As recently as the early to mid '90s, KMOX showed up in the Dickson County arbs!
I get these little reports from Arbitron showing the stations in the area that have met at least 1% criteria in their market or county. I've seen KMOX showing up in Dickson County too, also in the past, I recall seeing WGN, WLS, WJR, etc. showing up in different counties as well. Makes me wonder, are these out of town Class A's getting an audience "still" these days? If it was 1975, I know WLS-AM should have showed up in the Nashville book, in the early to mid 70's. Even though WLAC did Top 40, their signal was, and still is directional, and up here in Northern Sumner County, it faded some, and still does. Couldn't pick up WMAK outside Davidson County at night.

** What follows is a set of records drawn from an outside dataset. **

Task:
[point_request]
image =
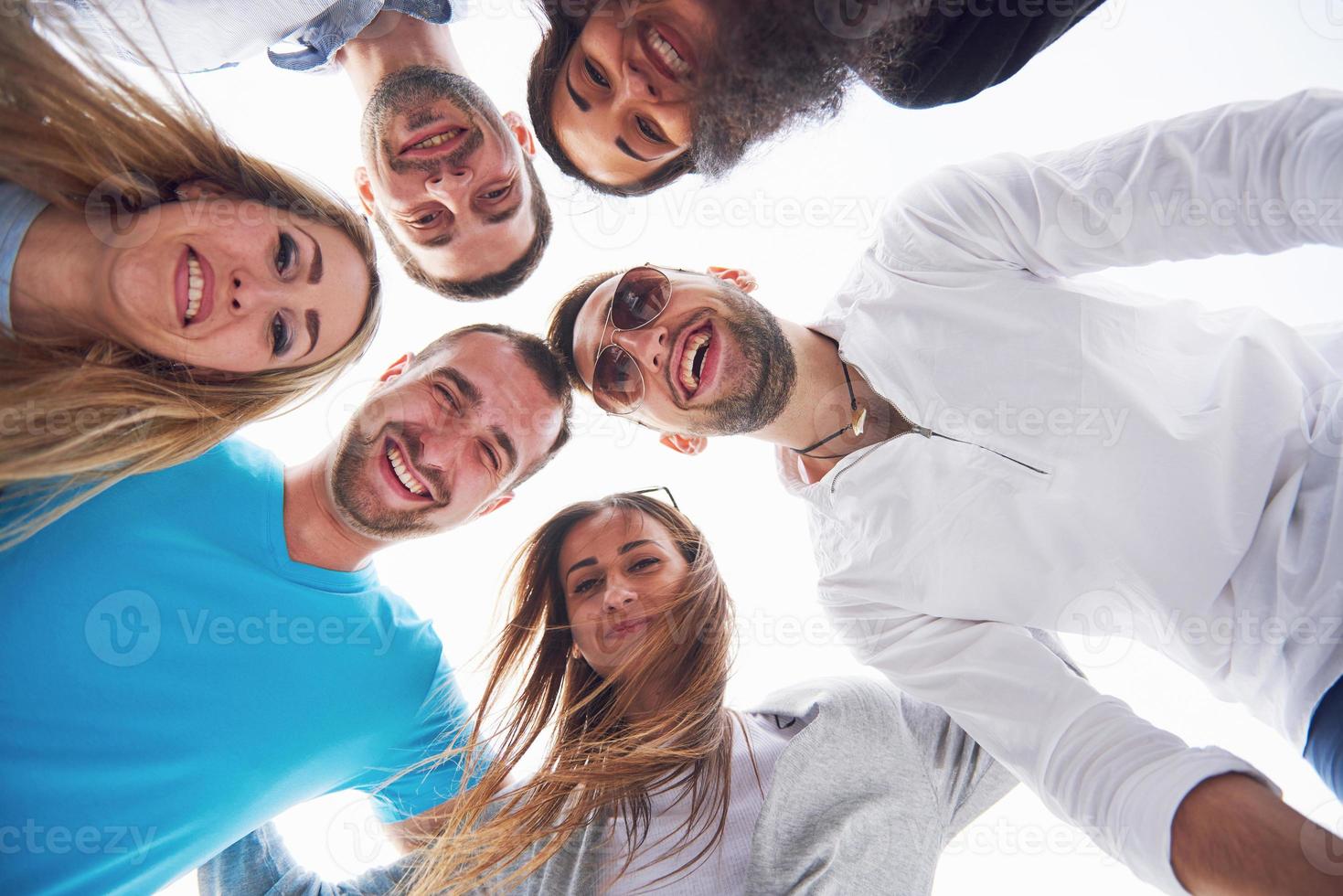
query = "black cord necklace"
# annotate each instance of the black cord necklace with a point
(856, 423)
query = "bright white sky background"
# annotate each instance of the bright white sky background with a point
(796, 218)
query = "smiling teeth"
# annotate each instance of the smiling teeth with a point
(692, 348)
(667, 53)
(195, 285)
(401, 473)
(437, 140)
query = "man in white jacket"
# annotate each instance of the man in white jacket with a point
(986, 445)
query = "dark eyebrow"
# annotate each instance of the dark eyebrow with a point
(314, 326)
(624, 549)
(578, 101)
(469, 392)
(509, 449)
(506, 214)
(314, 271)
(624, 146)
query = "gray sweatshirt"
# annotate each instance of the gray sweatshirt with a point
(862, 801)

WLS didn't fade too bad back then, and I still hear John Landecker doing his "Boogie Checks" in my head. John Rook was a great programmer that took chances with WABC, WCFL & WLS, in the late 60's and 70's. Heck back before 880 AM,WMDB signed on here in Nashville in 1983, and Lebanon's 900 AM was only 500 watts during the day, I could hear WLS during the day, and it got stronger 2 hours before sunset, which the FCC calls "Critical Hours".
Not knocking the Tennessee Stations, but back then, it just seem like the big (out of town) Class "A", 50 KW stations took chances and WLS-AM is a good example. You know, they are still around today; only the music is on their sister FM.
My opinion is they take that talk off WLS-AM and let WLS-AM simulcast with their sister FM 24/7. Man, talking about getting an audience, that would boost AM, and I believe you would have an audience of 18-80. Still let the audio stream as well.
Citadel would make tons of money doing this, what do you think?